Сегодня по распоряжению прокуратуры брали соучастника. Убийство произошло, труп в морге, убийца в тюремном изоляторе. Парень, за которым группа ехала, в преступлении замешан. Гуров считает, что задерживать его преждевременно, обыск практически ничего дать не может. Но сколько людей, столько и точек зрения, а задерживать или не задерживать, в большинстве случаев решает прокуратура. И старший оперуполномоченный ехал. Все, что произойдет, знал наперед и кривился, как от зубной боли.

Он, открыв папку, просматривал служебные бумаги, хотя отлично знал, что все печати и подписи на своих местах.

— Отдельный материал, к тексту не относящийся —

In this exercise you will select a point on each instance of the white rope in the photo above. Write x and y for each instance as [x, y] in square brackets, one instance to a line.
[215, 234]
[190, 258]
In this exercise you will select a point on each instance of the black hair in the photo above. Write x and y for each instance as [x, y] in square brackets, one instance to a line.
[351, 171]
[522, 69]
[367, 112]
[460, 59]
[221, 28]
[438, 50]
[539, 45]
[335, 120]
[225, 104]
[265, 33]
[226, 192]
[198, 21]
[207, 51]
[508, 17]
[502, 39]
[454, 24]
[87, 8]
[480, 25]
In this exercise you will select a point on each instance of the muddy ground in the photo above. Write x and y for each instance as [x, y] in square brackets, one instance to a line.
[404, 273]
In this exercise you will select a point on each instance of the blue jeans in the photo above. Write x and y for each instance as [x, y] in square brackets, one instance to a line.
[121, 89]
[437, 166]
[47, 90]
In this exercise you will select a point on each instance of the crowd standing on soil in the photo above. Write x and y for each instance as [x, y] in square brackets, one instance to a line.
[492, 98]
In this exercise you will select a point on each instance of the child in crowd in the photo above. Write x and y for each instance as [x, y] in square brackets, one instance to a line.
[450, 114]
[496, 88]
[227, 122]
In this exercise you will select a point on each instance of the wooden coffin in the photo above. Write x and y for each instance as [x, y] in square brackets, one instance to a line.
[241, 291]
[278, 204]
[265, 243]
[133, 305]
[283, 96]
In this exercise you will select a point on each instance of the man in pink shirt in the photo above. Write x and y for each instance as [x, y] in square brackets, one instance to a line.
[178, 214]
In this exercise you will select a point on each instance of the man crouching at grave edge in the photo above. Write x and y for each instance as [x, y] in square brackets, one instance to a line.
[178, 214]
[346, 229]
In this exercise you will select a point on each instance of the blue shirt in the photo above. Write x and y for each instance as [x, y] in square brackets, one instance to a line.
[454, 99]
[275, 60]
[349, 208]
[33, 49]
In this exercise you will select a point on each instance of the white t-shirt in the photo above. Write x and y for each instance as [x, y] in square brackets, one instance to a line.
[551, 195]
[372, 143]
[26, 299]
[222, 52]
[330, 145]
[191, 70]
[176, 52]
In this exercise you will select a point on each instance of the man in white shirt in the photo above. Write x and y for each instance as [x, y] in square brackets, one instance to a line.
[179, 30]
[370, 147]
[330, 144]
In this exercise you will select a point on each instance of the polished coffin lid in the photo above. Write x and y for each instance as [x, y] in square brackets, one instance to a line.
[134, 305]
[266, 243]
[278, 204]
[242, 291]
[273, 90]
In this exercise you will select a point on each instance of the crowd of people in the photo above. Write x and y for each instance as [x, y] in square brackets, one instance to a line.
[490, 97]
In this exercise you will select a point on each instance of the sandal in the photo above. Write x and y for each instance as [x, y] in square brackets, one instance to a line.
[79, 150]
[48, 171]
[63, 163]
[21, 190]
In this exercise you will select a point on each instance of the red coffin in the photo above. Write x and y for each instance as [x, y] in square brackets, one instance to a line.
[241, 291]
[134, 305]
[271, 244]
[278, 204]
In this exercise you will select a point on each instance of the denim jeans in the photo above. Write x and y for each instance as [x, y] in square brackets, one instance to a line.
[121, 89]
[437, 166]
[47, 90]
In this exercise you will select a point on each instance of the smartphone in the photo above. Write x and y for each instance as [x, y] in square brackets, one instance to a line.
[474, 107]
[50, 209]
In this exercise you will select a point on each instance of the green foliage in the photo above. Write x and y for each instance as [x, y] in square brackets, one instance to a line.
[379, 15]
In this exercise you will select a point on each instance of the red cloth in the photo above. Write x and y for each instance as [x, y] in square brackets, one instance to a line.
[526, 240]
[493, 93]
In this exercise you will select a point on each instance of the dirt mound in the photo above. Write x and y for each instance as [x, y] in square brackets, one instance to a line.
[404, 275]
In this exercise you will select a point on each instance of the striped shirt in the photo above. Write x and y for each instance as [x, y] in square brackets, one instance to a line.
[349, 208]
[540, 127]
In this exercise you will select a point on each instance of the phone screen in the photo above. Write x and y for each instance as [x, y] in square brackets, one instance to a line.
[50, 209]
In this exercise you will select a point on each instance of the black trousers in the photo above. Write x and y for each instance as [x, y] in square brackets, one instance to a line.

Майор Светлов, расстелив на коленях салфеточку, завтракал, прихлебывая из термоса. Боря Вакуров старался сидеть спокойно и солидно, однако ерзал, поглядывая то в окно, то на Гурова, то на часы. Возможно, он полагал, что они могут опоздать.

На самом деле Гуров для страховки выехал часа на полтора раньше и из-за этого сейчас разбудит ни в чем не повинных людей. И лучше приехать и разбудить, чем приехать через минуту после того, как человек ушел. Оправдаться перед собой Гуров не сумел, захлопнул папку и скривился еще больше.

Светлов вытер салфеточкой помидор, протянул Вакурову.

– Спасибо, Василий Иванович, – Боря отрицательно покачал головой.

Светлов пожал вислыми плечами, откусил половину помидора.

– А мы не торопимся, Лев Иванович? – спросил он, вытираясь салфеткой и аккуратно укладывая остатки еды в сумку. – Глоток кофе хочешь?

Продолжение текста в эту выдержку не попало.